In remarks at George Washington University on Monday night, Lugar said that he was working with Senate Republicans and Democrats, as well as with the administration, to refine his resolution. He also predicted that his draft would be the one to reach the Senate floor.
“I believe that John Kerry will support that,” Lugar told the audience, explaining that he was trying to address concerns from both sides of the aisle. The administration held a long negotiating session with Lugar’s staff on Monday in an attempt to reach mutually acceptable language.
Even with Lugar still tweaking his resolution, multiple GOP Senate offices told The Cable Monday that they far prefer Lugar’s first draft over Kerry’s version.
“Lugar’s draft does a decent job of addressing about 80 percent of the issues that can be addressed,” said one GOP senate aide working on the issue. “Some issues can’t be addressed because you can’t amend the treaty.”
Specifically, Lugar’s version includes new or expanded sections addressing several issues of concern for GOP senators, including the sharing of missile telemetry data with the Russians, U.S. plans to develop global strike capabilities, the treaty’s potential impact on missile defense, and the powers of the bilateral commission that will oversee treaty implementation.
GOP aides also noted that Lugar’s resolution is more comprehensive (22 pages to Kerry’s 6) and is written in legislative style, which makes it much easier to amend as it makes its way through the Senate.
And there will be plenty of amendments. Lugar himself is circulating an updated version Tuesday and various Senate offices are preparing language they hope to add when the committee meets Thursday morning.
Kerry’s office maintains that having two competing versions of the resolution is just part of the process, a position supported by Undersecretary of State for Arms Control Ellen Tauscher. But multiple State and Hill sources said that the lack of agreement between Kerry and Lugar was a problem in the negotiations over the resolution language. They pointed out that, though it’s not fair to say there’s a rift between the two, a joint resolution would have shown unity and cooperation on the issue.
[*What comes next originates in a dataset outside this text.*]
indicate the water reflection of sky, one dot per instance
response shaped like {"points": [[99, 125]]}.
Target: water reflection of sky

The scenario during the committee meeting is likely to play out as follows: Kerry will introduce his resolution and Lugar will introduce his version as a “substitute amendment.” If Lugar’s amendment is passed, which is likely, then various other senators will try to issue amendments to it. In the end, some form of a START ratification resolution is likely to pass, either with one GOP vote (Lugar’s) or two or three more, at most.
After that, the administration will be pushing to get Senate Majority Leader Harry Reid (D-NV) to schedule floor time to debate and vote on the resolution, which needs 67 votes to pass, before the next Congressional recess. Administration officials still hold out hope that is possible.
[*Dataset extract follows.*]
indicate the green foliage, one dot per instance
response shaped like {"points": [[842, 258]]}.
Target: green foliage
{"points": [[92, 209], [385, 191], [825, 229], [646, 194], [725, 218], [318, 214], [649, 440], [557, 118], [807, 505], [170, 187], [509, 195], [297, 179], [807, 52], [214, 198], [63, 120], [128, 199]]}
“I hope to actually get a vote on the floor in the next couple of weeks,” Assistant Secretary of State Rose Gottemeoller said Monday at Georgetown University. “People are wrestling very actively with this issue. This is a new Congressional season but there’s actually very little time before they break before the elections.”
A Senate leadership aide told The Cable that START was on a list of items for possible consideration before the Congressional recess. “We have many important items to consider and we will need Republican cooperation to do so,” the aide said.
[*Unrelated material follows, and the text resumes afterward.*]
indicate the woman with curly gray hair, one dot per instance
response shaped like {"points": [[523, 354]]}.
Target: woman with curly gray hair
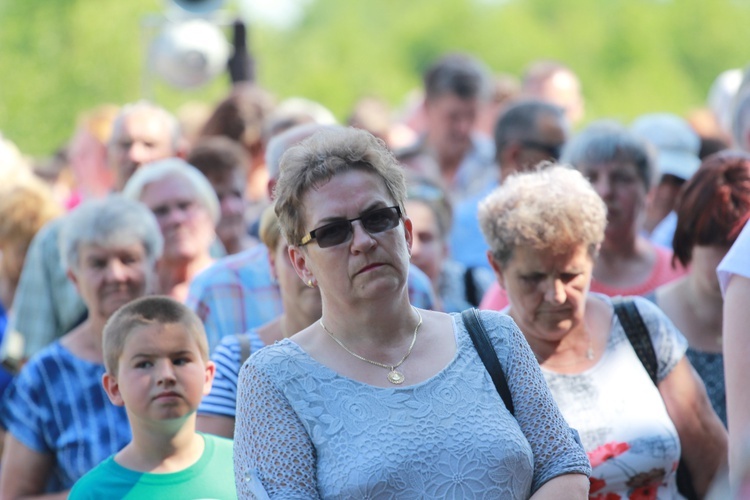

In his remarks at George Washington University, Lugar also sounded a pessimistic note on getting the treaty a full vote on the Senate floor before the November midterm elections. He blamed the delay on the current hyper-partisan atmosphere in Congress.
“This is not a happy time in terms of people accomodating each other,” he said.
One senior GOP Senate aide close to the issue was also skeptical. He predicted the treaty debate would be pushed to November or even next year.
“Are they drunk? Why would Harry Reid spend any floor time on this, it’s just not going to help any Democrat get elected.”